After the plunge in hog prices in December 2016, the market made an unusual recovery to profitability and continues to trace an upward path which is faster than the five-year trend for this time of the year (which is generally up into the summer seasonal peak). A recent pause and pullback from new summer high price expectations has just been put in. What caused this unusual turn around in prices? It almost assuredly came from increased export activity.
This is leading to a big fear, now being openly expressed by pork industry officials in the US, that President Trump’s public face to Mexico and China may result in lower export sales for the coming year. Could it be that the early year turnaround in prices was due to stockpiling by countries concerned about the new U.S. president’s trade policies, especially Mexico? Trump has been critical of China primarily for restricting the full range of market based currency valuations. They are accused of only allowing it to adjust within a small range causing nearly constant incentives to import products from China but not to export there.
Mexico, the largest single buyer of US pork in the world community is in something of a turmoil regarding how to deal with the US President. Most U.S. packing plants and a large percentage of US Pork production at the farm level is carried out with Mexican and Central American labor. A wave of panic, should it get started, regarding immigration enforcement could cause significant disruption to the US pork chain. The Mexican peso was eroding in value against the US dollar throughout 2016, moving from the mid 16’s to the dollar to 21.3 to the dollar. On the day after the election it experienced a precipitous drop in value but over the weeks since the inauguration, the slide of the peso has stopped and it is retracing some of those losses closing recently at 19.6 to the dollar.
Part of the answer to why this upward trend in US prices continues despite record production can be gained from noting the substantial basis (difference) opening up between the classic premier primal cuts (loin and ham) and the bacon (or belly primal) plus the lean trim. Both the belly and the lean trim are up by double digits compared to last year while the loin and the ham primal remain stagnant.

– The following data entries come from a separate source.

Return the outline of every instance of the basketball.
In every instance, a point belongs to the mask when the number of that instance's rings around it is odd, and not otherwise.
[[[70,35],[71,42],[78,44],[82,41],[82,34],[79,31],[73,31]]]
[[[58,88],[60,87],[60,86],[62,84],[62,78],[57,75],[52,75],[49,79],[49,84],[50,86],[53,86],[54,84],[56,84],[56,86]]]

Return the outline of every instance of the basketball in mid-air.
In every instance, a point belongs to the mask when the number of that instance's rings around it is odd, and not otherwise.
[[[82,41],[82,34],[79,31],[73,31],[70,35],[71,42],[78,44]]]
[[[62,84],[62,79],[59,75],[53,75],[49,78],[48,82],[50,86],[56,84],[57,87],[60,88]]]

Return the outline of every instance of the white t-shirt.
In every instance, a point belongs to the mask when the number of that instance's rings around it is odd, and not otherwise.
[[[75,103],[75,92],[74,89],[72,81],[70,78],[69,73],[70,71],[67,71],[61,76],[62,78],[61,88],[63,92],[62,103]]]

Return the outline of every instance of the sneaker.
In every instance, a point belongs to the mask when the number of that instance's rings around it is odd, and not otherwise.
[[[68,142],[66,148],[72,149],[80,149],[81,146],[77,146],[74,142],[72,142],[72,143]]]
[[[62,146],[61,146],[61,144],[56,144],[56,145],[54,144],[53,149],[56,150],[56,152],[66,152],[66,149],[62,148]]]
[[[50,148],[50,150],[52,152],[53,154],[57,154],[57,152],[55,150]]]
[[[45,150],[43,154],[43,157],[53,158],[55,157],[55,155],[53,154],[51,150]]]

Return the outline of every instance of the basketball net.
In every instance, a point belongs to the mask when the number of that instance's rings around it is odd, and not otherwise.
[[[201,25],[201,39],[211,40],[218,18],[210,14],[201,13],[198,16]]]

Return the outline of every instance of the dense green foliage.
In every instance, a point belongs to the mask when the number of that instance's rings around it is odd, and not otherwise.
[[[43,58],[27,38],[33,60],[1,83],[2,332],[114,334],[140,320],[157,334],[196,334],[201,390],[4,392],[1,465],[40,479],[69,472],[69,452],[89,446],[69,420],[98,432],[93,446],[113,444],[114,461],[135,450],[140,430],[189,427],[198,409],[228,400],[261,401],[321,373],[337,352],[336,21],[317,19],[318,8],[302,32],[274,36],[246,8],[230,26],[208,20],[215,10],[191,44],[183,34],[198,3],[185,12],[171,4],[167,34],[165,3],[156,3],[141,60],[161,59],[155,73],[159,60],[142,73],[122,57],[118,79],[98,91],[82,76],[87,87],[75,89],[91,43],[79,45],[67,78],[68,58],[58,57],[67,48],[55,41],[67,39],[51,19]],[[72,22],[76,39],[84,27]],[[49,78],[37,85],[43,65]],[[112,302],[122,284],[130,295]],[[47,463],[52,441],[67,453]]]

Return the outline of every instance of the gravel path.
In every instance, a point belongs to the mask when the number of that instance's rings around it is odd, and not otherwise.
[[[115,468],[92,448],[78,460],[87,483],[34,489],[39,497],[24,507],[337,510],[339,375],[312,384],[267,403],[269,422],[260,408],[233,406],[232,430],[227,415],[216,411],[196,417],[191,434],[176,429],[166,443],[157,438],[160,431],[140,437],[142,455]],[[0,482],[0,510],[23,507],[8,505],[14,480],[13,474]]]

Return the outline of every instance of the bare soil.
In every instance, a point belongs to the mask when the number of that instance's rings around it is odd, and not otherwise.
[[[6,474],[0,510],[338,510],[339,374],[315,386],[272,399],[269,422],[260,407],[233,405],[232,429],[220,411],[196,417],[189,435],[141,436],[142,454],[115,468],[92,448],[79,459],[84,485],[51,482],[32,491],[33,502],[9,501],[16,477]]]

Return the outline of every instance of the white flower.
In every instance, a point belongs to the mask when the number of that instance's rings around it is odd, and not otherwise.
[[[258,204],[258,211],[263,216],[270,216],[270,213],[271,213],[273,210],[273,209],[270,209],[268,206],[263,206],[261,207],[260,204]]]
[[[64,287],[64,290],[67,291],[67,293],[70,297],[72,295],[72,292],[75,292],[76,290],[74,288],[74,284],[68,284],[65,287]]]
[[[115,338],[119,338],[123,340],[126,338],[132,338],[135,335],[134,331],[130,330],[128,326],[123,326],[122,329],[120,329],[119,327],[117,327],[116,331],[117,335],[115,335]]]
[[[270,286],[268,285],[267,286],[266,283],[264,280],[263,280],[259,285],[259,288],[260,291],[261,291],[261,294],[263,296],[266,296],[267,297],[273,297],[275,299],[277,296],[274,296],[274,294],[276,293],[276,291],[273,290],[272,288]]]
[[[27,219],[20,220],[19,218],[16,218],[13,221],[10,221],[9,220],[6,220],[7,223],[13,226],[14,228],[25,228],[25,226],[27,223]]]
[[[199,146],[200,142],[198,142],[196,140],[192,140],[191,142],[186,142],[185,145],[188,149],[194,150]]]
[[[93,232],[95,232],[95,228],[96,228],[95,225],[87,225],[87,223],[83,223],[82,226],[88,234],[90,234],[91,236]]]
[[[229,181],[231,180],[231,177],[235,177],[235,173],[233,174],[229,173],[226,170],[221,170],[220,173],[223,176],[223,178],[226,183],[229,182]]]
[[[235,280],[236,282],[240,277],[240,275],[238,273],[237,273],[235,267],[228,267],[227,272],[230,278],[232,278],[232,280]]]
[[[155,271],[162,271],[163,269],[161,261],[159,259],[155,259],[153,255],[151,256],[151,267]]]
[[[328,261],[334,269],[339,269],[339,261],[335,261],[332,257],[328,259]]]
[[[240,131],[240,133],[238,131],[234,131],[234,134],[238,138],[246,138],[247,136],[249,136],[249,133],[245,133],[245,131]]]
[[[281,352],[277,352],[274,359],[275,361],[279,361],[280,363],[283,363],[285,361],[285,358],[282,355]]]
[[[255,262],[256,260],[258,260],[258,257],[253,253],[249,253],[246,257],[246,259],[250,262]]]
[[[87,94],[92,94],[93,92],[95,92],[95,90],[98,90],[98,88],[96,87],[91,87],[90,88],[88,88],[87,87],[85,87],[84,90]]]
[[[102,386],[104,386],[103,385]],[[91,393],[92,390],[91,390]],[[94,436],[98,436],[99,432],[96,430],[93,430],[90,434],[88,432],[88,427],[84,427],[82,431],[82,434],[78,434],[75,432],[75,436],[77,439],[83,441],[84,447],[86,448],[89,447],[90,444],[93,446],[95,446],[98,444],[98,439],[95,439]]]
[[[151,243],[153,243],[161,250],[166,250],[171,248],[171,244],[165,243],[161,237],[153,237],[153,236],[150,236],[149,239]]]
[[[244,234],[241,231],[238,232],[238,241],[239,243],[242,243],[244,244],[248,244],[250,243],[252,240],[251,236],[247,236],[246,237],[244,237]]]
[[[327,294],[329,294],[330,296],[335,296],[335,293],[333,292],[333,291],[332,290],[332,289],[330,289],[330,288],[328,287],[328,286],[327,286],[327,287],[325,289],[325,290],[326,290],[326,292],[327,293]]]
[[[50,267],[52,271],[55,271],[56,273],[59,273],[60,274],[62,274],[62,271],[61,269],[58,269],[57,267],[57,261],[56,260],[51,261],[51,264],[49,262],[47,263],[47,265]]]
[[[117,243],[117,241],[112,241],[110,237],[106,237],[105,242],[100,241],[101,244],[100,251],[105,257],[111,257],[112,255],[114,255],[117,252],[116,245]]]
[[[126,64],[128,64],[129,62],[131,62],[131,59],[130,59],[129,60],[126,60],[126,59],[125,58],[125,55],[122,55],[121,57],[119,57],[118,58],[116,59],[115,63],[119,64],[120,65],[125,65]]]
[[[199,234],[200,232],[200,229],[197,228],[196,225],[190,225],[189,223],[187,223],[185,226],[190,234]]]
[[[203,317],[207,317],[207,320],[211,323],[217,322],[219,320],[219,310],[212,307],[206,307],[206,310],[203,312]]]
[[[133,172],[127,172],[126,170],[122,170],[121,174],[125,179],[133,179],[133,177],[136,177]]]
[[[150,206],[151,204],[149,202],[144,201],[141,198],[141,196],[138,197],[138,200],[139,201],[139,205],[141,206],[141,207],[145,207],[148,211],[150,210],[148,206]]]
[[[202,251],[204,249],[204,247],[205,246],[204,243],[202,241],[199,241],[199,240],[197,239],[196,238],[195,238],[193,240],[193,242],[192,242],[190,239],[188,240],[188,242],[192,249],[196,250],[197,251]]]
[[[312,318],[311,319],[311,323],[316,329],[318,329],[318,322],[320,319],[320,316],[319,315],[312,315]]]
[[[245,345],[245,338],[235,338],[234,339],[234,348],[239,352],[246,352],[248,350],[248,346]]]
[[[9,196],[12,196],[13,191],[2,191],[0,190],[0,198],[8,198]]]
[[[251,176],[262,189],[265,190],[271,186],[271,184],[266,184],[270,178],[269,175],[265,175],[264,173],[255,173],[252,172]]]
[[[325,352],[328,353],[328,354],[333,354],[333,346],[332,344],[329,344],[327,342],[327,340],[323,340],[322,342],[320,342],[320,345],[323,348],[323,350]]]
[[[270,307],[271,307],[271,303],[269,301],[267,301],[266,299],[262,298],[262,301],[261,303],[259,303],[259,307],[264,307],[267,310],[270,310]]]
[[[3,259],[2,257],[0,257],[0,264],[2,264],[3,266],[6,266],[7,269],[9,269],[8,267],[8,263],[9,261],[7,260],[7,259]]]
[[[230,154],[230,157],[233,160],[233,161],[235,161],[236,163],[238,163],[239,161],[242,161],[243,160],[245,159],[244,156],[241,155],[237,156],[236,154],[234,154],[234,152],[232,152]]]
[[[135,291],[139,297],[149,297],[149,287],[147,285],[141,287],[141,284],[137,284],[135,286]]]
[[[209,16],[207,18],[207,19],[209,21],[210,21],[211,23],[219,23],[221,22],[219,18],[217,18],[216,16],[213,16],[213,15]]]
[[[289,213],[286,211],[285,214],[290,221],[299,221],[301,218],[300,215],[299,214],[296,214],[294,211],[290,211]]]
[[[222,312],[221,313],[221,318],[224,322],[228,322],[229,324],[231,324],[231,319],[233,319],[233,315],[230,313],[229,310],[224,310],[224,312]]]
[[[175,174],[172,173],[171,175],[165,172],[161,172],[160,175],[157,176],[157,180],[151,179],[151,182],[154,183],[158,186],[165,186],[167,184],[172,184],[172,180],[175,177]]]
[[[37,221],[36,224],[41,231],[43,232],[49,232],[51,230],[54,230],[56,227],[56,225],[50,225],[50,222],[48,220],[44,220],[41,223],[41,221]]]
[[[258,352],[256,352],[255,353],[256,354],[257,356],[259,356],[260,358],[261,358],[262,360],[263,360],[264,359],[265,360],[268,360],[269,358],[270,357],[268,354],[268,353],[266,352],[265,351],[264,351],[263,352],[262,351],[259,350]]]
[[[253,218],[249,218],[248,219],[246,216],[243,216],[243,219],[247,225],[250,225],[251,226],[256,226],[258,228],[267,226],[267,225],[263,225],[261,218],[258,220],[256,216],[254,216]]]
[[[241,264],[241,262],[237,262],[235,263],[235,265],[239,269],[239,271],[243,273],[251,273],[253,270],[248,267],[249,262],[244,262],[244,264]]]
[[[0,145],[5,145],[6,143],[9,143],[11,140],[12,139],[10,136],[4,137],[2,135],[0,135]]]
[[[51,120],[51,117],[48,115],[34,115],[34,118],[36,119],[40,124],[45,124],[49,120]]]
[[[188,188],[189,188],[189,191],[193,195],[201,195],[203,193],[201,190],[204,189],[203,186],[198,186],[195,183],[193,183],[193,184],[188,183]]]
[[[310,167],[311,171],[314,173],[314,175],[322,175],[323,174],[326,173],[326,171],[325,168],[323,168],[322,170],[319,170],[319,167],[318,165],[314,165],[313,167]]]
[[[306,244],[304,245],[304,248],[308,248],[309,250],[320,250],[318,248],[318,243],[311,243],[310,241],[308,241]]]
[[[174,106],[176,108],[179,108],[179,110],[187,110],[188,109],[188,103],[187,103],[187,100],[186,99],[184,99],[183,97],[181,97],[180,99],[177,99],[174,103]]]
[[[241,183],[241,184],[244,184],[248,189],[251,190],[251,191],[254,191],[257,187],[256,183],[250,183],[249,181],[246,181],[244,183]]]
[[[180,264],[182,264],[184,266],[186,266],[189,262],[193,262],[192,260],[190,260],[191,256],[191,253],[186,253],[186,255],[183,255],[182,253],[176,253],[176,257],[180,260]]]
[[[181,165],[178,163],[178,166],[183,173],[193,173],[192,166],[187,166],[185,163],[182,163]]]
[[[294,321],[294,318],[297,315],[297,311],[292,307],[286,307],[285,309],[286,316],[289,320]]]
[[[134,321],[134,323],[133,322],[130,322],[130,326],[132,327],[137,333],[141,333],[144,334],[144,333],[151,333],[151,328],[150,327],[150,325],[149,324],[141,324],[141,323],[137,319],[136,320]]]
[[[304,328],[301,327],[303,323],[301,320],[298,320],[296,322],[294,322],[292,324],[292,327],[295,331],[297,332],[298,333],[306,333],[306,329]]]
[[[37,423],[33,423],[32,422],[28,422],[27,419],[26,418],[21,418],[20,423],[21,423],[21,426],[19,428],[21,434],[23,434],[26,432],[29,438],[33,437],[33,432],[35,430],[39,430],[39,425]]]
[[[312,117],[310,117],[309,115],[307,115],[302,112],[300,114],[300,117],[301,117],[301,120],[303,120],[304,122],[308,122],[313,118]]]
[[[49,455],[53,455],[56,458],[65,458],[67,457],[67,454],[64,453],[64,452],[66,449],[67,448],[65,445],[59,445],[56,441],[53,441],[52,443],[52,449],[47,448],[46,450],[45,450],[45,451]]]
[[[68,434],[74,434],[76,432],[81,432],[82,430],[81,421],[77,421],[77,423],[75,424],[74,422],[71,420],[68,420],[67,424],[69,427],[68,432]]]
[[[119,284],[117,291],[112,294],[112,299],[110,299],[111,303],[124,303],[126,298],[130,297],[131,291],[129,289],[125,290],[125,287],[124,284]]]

Belly prices exceed the loin primal now in the wholesale market by twice and hams by three times. In addition, the supply of bellies in frozen storage reached an historic low this week causing tantalizing but unlikely headlines that the US will run out of bacon and/or have a national shortage. Prices at retail have nearly doubled in some cases for sliced bacon in one pound (0.45kg) packages in the last few weeks so you can count of the price mechanism to allocate supply and prevent an “outage”. Bacon has become so common as an add-on in the hotel, restaurant and institutional food markets that it now has a very strong, steady annual demand compared to a strong seasonal pattern years ago, which followed the old pattern of peak consumption in the summer months. Lots of changes, some behind the scenes and some anticipated are keeping the US pork industry in a bit of turmoil.